Mayor Mark Meadows talks career, life full of public service
Mark Meadows has been the Mayor of East Lansing twice. He has accumulated a lifetime of experience and passion both before and between his mayoral tenures. Meadows was born and raised in Grosse Pointe Woods, Mich. He initially didn't plan on going to college after high school, instead working in an auto plant, but after a few months he decided to study further, he said.
Meadows bounced from Macomb Community College to Wayne State University to Western Michigan University, where he graduated in 1971 with a dual major in technical engineering and English. Inspired by his activity in the anti-Vietnam War movement and the Civil Rights movement, he decided to go on to attend the Detroit College of Law, now called the MSU College of Law.
"It's just like this guy being dragged off the plane the other day, think about that happening all the time just because you're black," Meadows said. "Even today, I think ... I have to believe, it's kind of hard to actually realize this was the way it was ... I thought that by being an attorney I'd be able to promote justice, appropriate justice."
Meadows would find himself working as an assistant attorney general in Lansing, a position he occupied for 23 years.
About five years after moving into the area he went through a divorce with his first wife, then moved to East Lansing as a single parent, he said. "I bought a house in East Lansing specifically, because the school district is highly regarded and I wanted the best education for my kids," Meadows said.
Meadows continued his work in the Capitol and served on the East Lansing Commission on the Environment from 1989-1994. Meadow said his first venture onto council, beginning when elected in 1995, came from a desire to serve the community and make a difference.
"There was a problem in the community, part of the community was trying to detach back into Meridian Township," Meadows said. "I thought I could make a difference, so I ran for City Council. I was unsuccessful, but I ran again two years later and was elected, and two years after that I was elected mayor."
Meadows said a sentiment of distrust and the lack of faith in government during the Vietnam War encouraged him and other members of his generation to get involved in fixing it.

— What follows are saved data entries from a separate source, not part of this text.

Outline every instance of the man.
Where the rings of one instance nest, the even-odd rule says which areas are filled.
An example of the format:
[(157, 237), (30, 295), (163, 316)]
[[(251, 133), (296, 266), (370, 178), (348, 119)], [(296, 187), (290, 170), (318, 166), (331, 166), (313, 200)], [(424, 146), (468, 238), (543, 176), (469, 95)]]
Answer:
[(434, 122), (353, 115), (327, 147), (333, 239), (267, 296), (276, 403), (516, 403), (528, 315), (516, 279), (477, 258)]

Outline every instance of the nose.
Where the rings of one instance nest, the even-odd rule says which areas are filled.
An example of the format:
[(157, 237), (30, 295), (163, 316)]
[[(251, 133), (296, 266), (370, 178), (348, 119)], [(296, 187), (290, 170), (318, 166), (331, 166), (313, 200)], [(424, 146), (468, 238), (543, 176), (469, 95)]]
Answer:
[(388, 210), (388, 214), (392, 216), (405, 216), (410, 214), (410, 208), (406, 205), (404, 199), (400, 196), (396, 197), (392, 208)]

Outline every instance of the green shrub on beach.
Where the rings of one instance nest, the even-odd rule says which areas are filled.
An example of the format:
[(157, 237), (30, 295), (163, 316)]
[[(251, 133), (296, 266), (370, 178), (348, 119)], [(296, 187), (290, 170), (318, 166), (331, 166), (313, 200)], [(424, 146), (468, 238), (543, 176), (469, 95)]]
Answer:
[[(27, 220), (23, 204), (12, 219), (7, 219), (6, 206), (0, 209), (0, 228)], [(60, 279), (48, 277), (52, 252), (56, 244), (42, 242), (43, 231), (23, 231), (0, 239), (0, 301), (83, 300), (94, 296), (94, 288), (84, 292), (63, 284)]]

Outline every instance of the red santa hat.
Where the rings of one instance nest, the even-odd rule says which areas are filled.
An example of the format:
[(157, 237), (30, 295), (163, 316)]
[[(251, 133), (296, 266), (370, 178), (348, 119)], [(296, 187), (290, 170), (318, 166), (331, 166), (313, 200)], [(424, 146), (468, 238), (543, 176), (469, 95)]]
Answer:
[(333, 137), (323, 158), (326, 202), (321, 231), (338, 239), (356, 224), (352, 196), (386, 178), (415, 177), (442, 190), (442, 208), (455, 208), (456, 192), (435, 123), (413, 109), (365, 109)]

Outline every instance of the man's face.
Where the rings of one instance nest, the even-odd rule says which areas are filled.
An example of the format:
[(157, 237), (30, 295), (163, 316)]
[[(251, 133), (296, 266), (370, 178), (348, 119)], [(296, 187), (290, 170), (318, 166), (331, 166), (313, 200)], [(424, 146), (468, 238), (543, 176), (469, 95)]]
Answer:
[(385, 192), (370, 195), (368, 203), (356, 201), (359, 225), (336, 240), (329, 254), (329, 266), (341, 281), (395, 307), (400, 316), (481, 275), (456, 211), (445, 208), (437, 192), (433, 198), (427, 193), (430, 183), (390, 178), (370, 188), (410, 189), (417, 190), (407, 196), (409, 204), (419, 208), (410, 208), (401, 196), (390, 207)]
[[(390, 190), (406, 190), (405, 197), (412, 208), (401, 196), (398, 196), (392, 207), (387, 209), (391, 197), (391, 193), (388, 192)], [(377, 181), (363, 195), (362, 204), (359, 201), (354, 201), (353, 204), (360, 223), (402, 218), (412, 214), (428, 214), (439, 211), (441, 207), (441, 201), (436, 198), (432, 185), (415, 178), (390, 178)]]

"I think that not only myself, but a lot of people in my generation who had been active in the anti-war and civil rights movements who had recognized there was a lot of legitimate complaints about the way the government was being operated," Meadows said.
During Meadows' first tenure, several developments across the city took shape. The Hannah Community Center was revamped, the Family Aquatic Center was built and the City Center development project was completed, though he is reluctant to take credit.
Meadows pursued a further career in politics following his first run on council. Meadows said he didn't run for Mayor in 2005 because he knew he wanted to run for State Legislature and resigned from council in 2006 after winning his primary. Meadows served as the state representative for the 69th District from 2006-2012, when he was term limited. Meadows was re-elected to council in 2015, and then elected mayor by the rest of council, a move he said he didn't expect.
"I'm happy that I did get to be mayor because I do like to set the agenda, but I did not expect that," Meadows said. "I think they were looking for experience. I have experience in the job ... I think there was a general feeling that we had gotten into some problems through inexperience in how to deal with a number of issues, and that the experience would sort of settle things down and get us back on track as a city."
Councilmember Erik Altmann was an MSU professor during Meadows first term as mayor, and now works alongside him on council.
"He was really the person we needed, sort of the right person at the right time," Altmann said. "We needed his expertise and an outspoken, positive attitude, and I think that's all the difference in the world on City Council ... he's been a strong leader but also been flexible, so whoever has a good idea he'll listen to and run with it, and he's been very transparent within the council ... and these things have all been really, really important."
Mayor Pro Tem Ruth Beier began serving on the current council two years before Meadows, and notes a change in council since his election.
"He's actually a huge improvement for me as a councilperson because Mark is very prepared all the time," Beier said. "He treats this like a full time job, but he also seeks input from everybody for every important decision, which is a huge change from my situation before he got on. It's great to work with him, I like the fact that he treats us all as equals. He has an open mind, I think it works really well."
City development is currently a priority with two major developments in the pipeline, and Meadows said his council is taking a different approach in his second tenure.
"Just because the developer says 'I'm going to do A B and C,' isn't quite good enough for this council, this council negotiates and tries to get a better deal for the citizens of this city, and still promote development and redevelopment," Meadows said. "There's more work than I think the public realizes for all the councilmembers. It is not just, you show up on a Tuesday night meeting and you don't do anything else.There's a lot of work involved to make things happen correctly, and I think this council is dedicated to that."
Now 69 years old, Meadows said he plans to check several mountain hikes off his bucket list, moving onto his next goal after finishing the last. For now, he said, his goal is to keep on keeping on.
"As far as the council goes, I like to think that as we go forward we will continue to go forward as a cohesive body, that we work well together," Meadows said. "When we do disagree, we just disagree on our policy and it doesn't become personal, and I think that's a very positive thing. We'll just keep the positive going and hope the negative falls by the wayside."